Netflix promised us more monkeys and now it’s delivered yet another member of its Simian Army — the streaming media giant has open-sourced the code for Security Monkey, the tool it has used internally since 2011 to keep tabs on and evaluate security-related changes to its Amazon Web Services configurations.
For years, Netflix, probably AWS’s highest-profile customer, has augmented Amazon’s own services with its own tools and capabilities and has open sourced many of them. Chaos Monkey, which shuts down malfunctioning cloud resources in an orderly way so the application can keep running, has proven very popular, for example.
The Security Monkeym which Netflix started using to monitor a limited number of AWS services, has grown to handle Netflix’ growing use of more services. It performs several functions: (1) it keeps tabs on Amazon S3 storage, identity access management (IAM) and EC2 compute workloads to detect and record changes to those configurations; (2) it notifies the designated user or users about those changes; and (3) it follows business rules set to run a configuration and assesses risks associated with that configuration.

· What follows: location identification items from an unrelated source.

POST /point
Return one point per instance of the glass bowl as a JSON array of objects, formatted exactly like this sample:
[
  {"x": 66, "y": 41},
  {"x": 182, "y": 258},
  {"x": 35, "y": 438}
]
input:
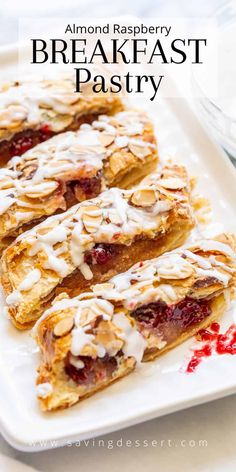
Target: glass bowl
[{"x": 219, "y": 114}]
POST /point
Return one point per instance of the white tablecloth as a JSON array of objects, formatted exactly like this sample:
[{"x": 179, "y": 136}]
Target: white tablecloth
[{"x": 200, "y": 439}]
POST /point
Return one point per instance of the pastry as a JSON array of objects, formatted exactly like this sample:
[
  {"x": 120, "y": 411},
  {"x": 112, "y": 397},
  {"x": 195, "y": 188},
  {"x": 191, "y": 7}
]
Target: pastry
[
  {"x": 89, "y": 341},
  {"x": 31, "y": 111},
  {"x": 73, "y": 166},
  {"x": 94, "y": 241}
]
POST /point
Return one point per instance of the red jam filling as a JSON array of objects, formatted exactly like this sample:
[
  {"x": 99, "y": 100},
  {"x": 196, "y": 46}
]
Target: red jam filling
[
  {"x": 213, "y": 341},
  {"x": 87, "y": 188},
  {"x": 100, "y": 254},
  {"x": 94, "y": 370},
  {"x": 29, "y": 138},
  {"x": 182, "y": 315}
]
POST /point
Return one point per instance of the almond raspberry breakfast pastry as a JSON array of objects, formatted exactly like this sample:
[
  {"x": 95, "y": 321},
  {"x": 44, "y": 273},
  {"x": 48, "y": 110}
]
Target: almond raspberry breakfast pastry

Netflix acknowledged that Security Monkey overlaps somewhat with some AWS services that came later — specifically CloudTrail and Trusted Advisor — but said it provides its own unique value.
While CloudTrail “provides verbose data on API calls” it has no sense of state in terms of how a particular configuration item changes over time. Security Monkey fills that gap, according to the Netflix Tech Blog. And Trusted Advisor, a premium (read “paid”) Amazon service runs security checks, but will not allow customers to build their own custom checks, which Security Monkey facilitates.